Klinische Neurophysiologie 2011; 42 - P358
DOI: 10.1055/s-0031-1272805

VEP-Latenzen und Amplituden bei Patienten mit Multipler Sklerose, nicht entzündlichen ZNS-Erkrankungen und bei Gesunden. Prädiktive Werte für die Diagnosestellung

A.D. Funke 1, T. Lilienfein 1, A. Grüger 1
  • 1Eberswalde

Fragestellung: Die Bewertung von visuell evozierten Potentialen (VEP) in der MS-Diagnostik ist aufgrund der variablen Reizantworten im Hinblick auf klare Grenzwerte, ab denen VEP pathologisch sind und für eine MS sprechen, schwierig. VEP verschiedener Patientengruppen werden hinsichtlich diagnostisch relevanter Unterschiede der Reizantwort untersucht. Prädiktive Werte werden verglichen, um einen sinnvollen Grenzwert festzulegen, ab dem VEP auf eine MS hinweisen.

Methoden: P100-Latenzen und Amplituden der VEP bei Schachbrettreizung von Patienten mit nach McDonald-Kriterien diagnostizierter MS und akuter demyelinisierender Enzephalomyelitis (N=112) wurden mit Gesunden (N=212) und Patienten mit nichtentzündlichen ZNS-Erkrankungen (N=135) verglichen.

Ergebnisse: Die Latenzen im MS-Kollektiv sind im Vergleich zu den beiden anderen Kollektive signifikant verzögert (p<0,001). Die Amplituden fielen sie bei Patienten mit einer MS und bei Patienten mit einer nichtentzündlichen ZNS-Erkrankung im Vergleich zu Patienten ohne ZNS-Erkrankung jeweils signifikant niedriger aus (p<0,001). Bei einem pathologischen Grenzwert der P100-Latenz von 120ms ergaben sich im Vergleich MS zu Normalkollektiv ein positiver prädiktiver Wert (PPW) von 0,77 und ein negativer prädiktiver Wert (NPW) von 0,79. Bei einem Grenzwert von 122ms waren PPW 0,86 (NPW 0,78). Im Vergleich MS zu sonstigen ZNS-Erkrankungen war bei einem Grenzwert von 120ms der PPW 0,73 (NPW 0,79); bei einer Latenz von 122ms war der PPW 0,62 (NPW 0,76).
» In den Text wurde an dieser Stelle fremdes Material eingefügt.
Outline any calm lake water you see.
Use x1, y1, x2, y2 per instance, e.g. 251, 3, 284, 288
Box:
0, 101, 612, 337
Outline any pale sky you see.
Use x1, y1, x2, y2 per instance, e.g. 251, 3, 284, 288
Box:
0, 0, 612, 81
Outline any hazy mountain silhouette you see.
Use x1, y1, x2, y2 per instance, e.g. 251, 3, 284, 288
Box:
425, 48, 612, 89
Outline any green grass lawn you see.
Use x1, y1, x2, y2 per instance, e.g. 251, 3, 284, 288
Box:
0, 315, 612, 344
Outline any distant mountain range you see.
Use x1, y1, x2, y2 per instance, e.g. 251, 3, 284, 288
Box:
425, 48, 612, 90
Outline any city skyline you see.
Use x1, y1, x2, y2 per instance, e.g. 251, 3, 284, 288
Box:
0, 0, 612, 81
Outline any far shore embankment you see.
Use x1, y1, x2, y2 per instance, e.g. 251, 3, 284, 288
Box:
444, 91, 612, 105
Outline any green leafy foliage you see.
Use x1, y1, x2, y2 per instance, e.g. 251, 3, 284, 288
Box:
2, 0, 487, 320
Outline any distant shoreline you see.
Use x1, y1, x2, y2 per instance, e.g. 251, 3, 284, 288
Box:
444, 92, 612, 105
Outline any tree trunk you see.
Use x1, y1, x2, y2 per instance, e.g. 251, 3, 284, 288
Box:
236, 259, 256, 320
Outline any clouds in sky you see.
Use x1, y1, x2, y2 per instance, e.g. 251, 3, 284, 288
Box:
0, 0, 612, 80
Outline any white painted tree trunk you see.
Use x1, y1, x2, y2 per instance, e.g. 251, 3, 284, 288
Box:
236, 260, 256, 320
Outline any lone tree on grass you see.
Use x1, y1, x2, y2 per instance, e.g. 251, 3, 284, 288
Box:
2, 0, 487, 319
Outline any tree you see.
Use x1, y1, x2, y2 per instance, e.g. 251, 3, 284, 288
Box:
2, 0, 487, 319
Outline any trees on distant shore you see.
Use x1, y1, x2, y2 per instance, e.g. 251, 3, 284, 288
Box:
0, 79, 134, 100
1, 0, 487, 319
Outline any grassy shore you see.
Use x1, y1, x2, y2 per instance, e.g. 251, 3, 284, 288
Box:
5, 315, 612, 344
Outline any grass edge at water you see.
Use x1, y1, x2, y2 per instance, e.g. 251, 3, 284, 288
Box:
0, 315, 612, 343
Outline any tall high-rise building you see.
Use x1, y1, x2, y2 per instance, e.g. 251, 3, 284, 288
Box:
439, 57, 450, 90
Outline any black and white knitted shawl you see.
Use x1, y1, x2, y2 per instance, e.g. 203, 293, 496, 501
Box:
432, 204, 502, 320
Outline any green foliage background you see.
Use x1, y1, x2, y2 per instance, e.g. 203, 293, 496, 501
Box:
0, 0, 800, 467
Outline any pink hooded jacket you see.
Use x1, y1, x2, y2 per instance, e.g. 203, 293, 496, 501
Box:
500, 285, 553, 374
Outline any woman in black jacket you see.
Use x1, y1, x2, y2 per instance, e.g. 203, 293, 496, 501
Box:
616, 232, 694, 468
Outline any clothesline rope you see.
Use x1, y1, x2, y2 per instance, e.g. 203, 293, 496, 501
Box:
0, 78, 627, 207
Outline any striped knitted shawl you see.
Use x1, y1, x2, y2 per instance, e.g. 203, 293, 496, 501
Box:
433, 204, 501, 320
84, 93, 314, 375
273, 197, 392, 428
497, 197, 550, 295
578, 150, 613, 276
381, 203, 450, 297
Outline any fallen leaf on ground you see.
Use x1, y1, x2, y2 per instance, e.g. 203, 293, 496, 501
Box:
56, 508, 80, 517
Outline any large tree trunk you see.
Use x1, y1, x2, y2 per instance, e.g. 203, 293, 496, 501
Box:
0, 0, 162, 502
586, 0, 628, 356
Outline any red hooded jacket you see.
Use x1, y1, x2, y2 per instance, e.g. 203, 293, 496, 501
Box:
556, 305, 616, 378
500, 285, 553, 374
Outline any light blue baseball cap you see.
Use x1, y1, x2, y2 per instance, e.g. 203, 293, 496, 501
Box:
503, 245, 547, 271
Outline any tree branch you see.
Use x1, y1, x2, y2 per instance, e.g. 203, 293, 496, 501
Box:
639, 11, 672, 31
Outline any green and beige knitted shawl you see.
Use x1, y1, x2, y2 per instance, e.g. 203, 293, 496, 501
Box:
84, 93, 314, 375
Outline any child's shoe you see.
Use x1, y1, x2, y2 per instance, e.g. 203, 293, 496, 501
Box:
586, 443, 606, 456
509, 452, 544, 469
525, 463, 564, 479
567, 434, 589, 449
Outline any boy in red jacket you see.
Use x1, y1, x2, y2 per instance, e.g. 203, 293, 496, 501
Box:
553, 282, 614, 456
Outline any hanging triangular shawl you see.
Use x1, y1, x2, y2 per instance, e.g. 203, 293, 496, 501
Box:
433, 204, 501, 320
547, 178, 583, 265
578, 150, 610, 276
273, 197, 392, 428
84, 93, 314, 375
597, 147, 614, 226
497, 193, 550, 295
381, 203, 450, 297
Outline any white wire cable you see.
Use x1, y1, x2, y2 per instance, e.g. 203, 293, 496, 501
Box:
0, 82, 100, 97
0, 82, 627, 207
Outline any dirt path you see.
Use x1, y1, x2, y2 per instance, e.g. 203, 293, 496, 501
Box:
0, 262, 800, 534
Für das MS-Kollektiv gegen das Gesamtkollektiv gesunde Probanden und Probanden mit nichtentzündlichen ZNS-Erkrankungen war für einen Grenzwert von 120ms der PPW 0,73 (NPW 0,79), für 122ms PPW 0,75 (NPW 0,78), für 125ms PPW 0,79 (NPW 0,74).

Schlussfolgerung: Die Untersuchung zeigt, dass sich bei MS-Patienten und Patienten, die nichtentzündliche ZNS-Erkrankungen aufweisen eine hohe Varianz der Latenzen zeigt, was die Schaffung eindeutiger Grenzwerte erschwert. Im Vergleich zu Gesunden scheint eine P100-Latenz von 122ms ausreichende prädiktive Werte zu gewährleisten. Kann keine Aussage gemacht werden, ob eine nicht entzündliche ZNS-Erkrankung vorliegt, scheint eine P1ßß-Latenz 125ms mit einem PPW von 0,79 eine MS vorherzusagen.

Die Unterschiede der VEP-Amplituden sind diagnostisch nicht verwertbar, können jedoch im Einzelfall hilfreich sein. Es können jedoch nur Rückschlüsse auf eine ZNS-Läsion gezogen werden, ohne dass MS-spezifische Veränderungen auffielen.